Corruption Breeds Corruption: FECA Crowns the Royal Press

Reader comment on: Krugman Rewrites Nixon History

Submitted by Michael Lewis (United States), Mar 18, 2011 16:29

The Newspaper Preservation Act was working its way through congress and was designed to grant antitrust relief to the affected newspapers. Richard Nixon and his, Attorney General, were on record as strongly opposed to the passage of the Newspaper Preservation Act.

A newspaper executive wrote a letter to President Nixon as his re-election approached. The letter reminded President Nixon that the nation's largest Newspaper chains published in those states that had the largest number of electoral votes. The carefully worded letter reminded President Nixon that it could be difficult to be re-elected without their editorial support.

President Nixon reversed his position and used his political skills to convince congress to pass the Newspaper Preservation Act.

[See pgs.95-99] The Media Monopoly 5th edition paperback by Professor Ben HBagdikian.

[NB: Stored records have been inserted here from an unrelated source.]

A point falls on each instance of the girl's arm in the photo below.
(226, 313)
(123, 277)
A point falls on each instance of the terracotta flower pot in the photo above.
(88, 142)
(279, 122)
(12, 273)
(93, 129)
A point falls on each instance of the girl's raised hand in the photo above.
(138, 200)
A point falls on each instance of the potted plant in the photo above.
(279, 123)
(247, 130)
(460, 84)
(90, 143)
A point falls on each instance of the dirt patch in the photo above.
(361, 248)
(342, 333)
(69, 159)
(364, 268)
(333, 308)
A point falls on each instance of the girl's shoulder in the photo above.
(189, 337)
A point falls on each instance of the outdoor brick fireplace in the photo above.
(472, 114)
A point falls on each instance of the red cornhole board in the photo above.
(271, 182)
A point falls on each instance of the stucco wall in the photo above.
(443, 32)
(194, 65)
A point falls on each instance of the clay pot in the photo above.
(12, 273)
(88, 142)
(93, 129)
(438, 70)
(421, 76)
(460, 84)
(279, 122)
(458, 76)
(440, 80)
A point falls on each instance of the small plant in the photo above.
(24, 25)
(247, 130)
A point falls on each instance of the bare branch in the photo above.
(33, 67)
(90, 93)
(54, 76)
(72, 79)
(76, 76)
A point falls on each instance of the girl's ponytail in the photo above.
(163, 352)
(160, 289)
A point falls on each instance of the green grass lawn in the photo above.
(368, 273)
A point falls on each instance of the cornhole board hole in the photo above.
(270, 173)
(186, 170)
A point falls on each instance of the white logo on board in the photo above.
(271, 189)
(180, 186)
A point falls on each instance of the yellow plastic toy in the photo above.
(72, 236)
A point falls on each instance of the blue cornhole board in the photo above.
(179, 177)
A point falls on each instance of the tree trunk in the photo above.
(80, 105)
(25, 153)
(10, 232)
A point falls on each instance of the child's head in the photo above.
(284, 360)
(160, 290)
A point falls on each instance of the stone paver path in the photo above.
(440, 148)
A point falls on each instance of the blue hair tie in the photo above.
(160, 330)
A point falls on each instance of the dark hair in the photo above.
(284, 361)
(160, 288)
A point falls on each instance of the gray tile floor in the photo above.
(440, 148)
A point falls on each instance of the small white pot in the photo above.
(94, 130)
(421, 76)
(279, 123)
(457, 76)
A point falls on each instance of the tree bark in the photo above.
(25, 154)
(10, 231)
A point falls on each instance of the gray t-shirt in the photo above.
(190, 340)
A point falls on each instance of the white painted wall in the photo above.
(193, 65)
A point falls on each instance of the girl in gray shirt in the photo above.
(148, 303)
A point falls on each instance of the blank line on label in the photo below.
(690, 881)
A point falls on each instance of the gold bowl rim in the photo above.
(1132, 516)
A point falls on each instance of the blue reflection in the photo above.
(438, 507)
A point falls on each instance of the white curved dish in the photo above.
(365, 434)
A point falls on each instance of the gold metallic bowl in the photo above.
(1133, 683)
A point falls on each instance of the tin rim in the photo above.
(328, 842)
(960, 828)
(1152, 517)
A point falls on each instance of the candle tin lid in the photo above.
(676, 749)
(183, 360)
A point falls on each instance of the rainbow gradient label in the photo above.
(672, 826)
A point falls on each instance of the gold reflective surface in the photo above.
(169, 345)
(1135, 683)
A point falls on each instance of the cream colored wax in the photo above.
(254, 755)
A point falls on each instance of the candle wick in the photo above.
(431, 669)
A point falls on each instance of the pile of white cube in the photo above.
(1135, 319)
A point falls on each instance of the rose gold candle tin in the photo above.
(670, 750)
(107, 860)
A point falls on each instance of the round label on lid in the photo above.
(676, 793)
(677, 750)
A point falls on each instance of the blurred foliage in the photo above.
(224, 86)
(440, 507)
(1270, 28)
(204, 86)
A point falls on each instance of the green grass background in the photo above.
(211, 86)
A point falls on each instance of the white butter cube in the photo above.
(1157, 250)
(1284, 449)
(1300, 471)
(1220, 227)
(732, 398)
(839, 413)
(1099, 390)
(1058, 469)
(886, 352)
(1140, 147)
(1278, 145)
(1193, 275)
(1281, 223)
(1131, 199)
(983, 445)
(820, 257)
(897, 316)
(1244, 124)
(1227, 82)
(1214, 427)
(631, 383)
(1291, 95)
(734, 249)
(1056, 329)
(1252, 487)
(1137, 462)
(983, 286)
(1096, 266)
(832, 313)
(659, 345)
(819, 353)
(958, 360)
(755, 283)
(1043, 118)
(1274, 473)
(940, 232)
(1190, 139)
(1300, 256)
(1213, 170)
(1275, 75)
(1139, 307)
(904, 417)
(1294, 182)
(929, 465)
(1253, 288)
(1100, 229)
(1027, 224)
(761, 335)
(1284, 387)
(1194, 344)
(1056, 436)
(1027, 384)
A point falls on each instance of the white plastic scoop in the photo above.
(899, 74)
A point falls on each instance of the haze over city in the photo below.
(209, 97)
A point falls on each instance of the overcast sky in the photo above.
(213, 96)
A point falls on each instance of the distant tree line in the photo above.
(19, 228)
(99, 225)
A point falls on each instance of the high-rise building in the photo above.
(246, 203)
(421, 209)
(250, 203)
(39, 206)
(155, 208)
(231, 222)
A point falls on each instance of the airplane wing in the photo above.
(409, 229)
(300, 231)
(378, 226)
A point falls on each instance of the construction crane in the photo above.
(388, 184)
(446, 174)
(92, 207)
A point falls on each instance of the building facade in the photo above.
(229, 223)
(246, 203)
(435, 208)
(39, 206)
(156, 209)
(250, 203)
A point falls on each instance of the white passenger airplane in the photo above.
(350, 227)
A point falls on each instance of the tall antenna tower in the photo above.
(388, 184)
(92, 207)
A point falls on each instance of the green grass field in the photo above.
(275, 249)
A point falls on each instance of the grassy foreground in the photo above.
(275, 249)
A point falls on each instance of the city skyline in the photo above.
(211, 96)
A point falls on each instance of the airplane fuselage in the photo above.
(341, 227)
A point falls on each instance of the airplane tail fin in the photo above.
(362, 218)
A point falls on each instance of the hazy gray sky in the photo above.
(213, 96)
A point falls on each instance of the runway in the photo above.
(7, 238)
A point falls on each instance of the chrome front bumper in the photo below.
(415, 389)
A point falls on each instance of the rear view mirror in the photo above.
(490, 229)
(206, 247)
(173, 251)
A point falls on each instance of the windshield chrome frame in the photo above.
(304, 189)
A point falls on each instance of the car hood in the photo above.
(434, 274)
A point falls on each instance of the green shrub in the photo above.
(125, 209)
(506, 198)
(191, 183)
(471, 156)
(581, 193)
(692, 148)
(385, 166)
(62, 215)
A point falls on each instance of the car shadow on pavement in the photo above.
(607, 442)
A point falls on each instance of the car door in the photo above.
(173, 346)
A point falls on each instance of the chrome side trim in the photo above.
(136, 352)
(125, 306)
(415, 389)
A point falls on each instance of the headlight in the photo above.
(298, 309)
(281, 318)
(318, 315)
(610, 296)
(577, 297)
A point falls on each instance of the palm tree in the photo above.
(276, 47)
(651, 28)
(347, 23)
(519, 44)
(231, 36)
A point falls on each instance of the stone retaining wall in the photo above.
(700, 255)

The newly minted campaign laws should have castigated the 4th estate as well as Nixon? Instead the Federal Election Campaign Reform Act exempted them and created the 'Royal Corporate Press':

The following reference to the Press Exemption is excerpted from a letter by Senator Mitch McConnell

Section 431(9)(B)(i) makes a distinction where there is no real difference: the media is extremely powerful by any measure, a "special interest" by any definition, and heavily engaged in the "issue advocacy" and "independent expenditure" realms of political persuasion that most editorial boards find so objectionable when anyone other than a media outlet engages in it. To illustrate the absurdity of this special exemption the media enjoys, I frequently cite as an example the fact that if the RNC bought NBC from GE the FEC would regulate the evening news and, under the McCain-Feingold "reform" bill, Tom Brokaw could not mention a candidate 60 days before an election. This is patently absurd.